Les parlementaires issus des autres factions de la Liste arabe unie ont montré moins d’indulgence pour le rôle tenu par Assad, mais ils ont suivi la ligne adoptée par Odeh en mettant en cause l’intérêt particulier porté aux civils syriens au détriment de ce qu’ils ont qualifié de crimes similaires côté israélien.

« Bachar est un criminel de guerre et ce qu’il fait depuis que la révolution a commencé en 2011, est un massacre », a déclaré la parlementaire Hanin Zoabi, issue de la faction jusqu’au boutiste du Balad, au micro de la radio militaire jeudi.

Mais « l’armée israélienne est une criminelle de guerre elle aussi. Les deux [Assad et les soldats israéliens] devraient être traduits devant la Cour pénale internationale », a-t-elle ajouté, amorçant une vive querelle avec les animateurs de l’émission.
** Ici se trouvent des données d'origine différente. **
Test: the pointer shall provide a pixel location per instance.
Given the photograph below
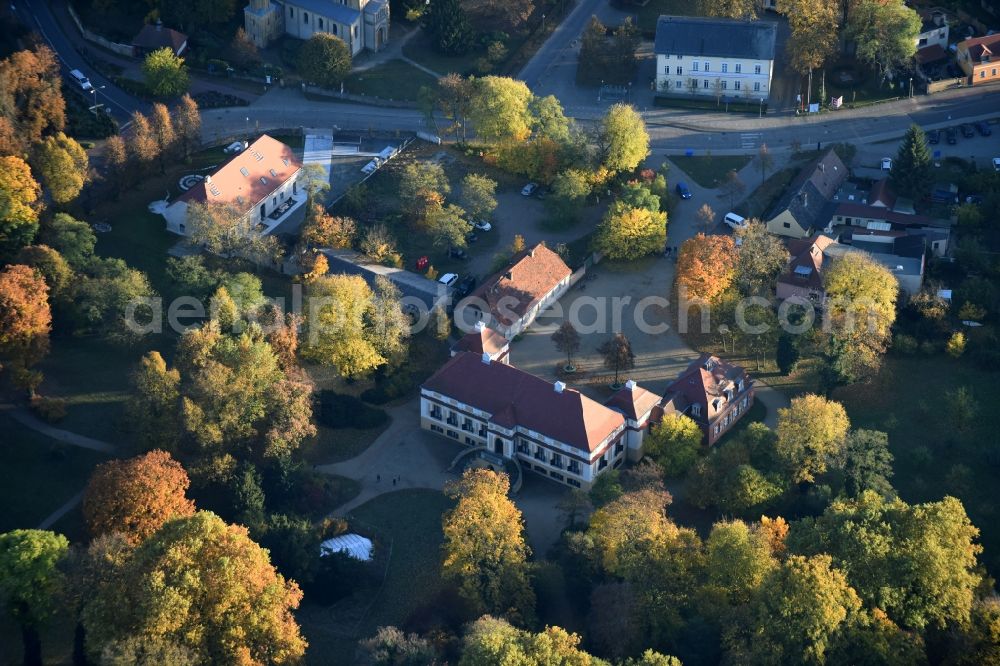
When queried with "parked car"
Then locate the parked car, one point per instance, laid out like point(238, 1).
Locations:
point(734, 221)
point(81, 79)
point(465, 286)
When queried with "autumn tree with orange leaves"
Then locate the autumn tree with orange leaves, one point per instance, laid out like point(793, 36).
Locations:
point(135, 497)
point(25, 322)
point(705, 266)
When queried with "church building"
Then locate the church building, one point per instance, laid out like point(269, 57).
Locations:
point(362, 24)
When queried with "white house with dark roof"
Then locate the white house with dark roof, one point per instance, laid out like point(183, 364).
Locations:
point(362, 24)
point(548, 428)
point(714, 57)
point(260, 182)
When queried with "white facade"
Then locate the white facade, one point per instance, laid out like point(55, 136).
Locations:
point(535, 452)
point(738, 79)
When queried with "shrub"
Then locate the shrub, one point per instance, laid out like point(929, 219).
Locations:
point(50, 410)
point(905, 344)
point(346, 411)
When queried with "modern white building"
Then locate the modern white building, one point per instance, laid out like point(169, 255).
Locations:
point(714, 57)
point(548, 428)
point(260, 182)
point(362, 24)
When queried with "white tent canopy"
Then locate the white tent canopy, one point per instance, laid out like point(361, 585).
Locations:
point(353, 545)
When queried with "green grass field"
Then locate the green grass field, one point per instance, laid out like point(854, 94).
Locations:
point(37, 474)
point(395, 79)
point(933, 458)
point(710, 170)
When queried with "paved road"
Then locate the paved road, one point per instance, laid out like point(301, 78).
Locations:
point(38, 15)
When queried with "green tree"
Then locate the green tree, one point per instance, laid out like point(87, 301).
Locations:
point(448, 27)
point(153, 406)
point(618, 355)
point(335, 330)
point(811, 433)
point(813, 601)
point(18, 210)
point(567, 341)
point(886, 34)
point(324, 60)
point(911, 170)
point(861, 295)
point(479, 195)
point(622, 140)
point(204, 585)
point(72, 238)
point(500, 109)
point(627, 233)
point(31, 582)
point(165, 73)
point(674, 443)
point(734, 9)
point(867, 463)
point(760, 257)
point(917, 562)
point(62, 165)
point(484, 547)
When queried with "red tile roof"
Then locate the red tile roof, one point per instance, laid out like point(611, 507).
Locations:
point(633, 401)
point(484, 340)
point(806, 254)
point(252, 175)
point(532, 275)
point(153, 37)
point(515, 397)
point(700, 385)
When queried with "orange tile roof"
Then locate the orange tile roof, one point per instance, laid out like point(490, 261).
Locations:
point(514, 397)
point(531, 276)
point(250, 176)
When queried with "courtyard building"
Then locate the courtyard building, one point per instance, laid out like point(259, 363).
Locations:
point(362, 24)
point(714, 393)
point(259, 182)
point(548, 428)
point(510, 300)
point(714, 57)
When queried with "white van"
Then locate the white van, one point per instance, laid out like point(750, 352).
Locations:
point(81, 80)
point(734, 221)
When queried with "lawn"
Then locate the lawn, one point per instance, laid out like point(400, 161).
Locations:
point(37, 474)
point(933, 457)
point(710, 170)
point(409, 523)
point(395, 79)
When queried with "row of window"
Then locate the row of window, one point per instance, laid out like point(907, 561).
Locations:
point(693, 85)
point(737, 68)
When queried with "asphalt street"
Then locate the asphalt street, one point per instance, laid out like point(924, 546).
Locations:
point(38, 15)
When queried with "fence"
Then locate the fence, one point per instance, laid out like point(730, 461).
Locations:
point(121, 49)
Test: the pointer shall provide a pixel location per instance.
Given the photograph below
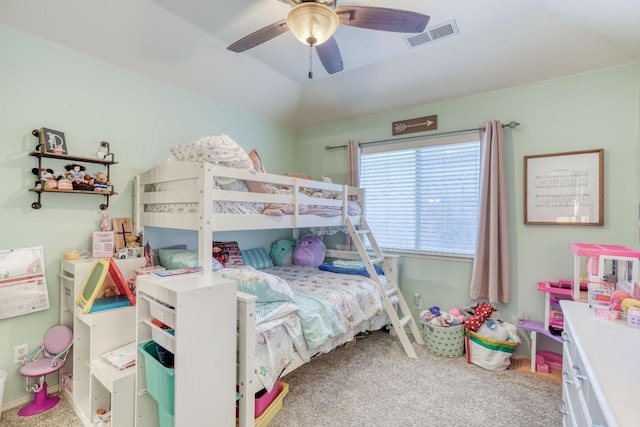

Les membres de la Liste arabe unie Jamal Zahalka (à gauche), Hanin Zoabi (à droite), Basel Ghattas (deuxième à droite) et Ayman Odeh (au centre) pendant la réunion de parti hebdomadaire à la Knesset, le 8février 2016. (Crédit : Yonatan Sindel/Flash90)
Les membres de la Liste arabe unie Jamal Zahalka (à gauche), Hanin Zoabi (à droite), Basel Ghattas (deuxième à droite) et Ayman Odeh (au centre) pendant la réunion de parti hebdomadaire à la Knesset, le 8février 2016. (Crédit : Yonatan Sindel/Flash90)

Le parlementaire Ahmed Tibi, qui dirige la faction Taal de la Liste arabe unie, qui a pris la parole après Zoabi, a indiqué qu’avec quatre factions séparées au sein de la formation, des différences d’opinions étaient inévitables et que lui-même ne soutenait personnellement pas tous les propos tenus par ses collègues.

« Ce qui est arrivé au cours de ces dernières années, pas seulement de ces derniers jours, est un crime de guerre et les responsables doivent payer. C’est mon opinion », a-t-il affirmé.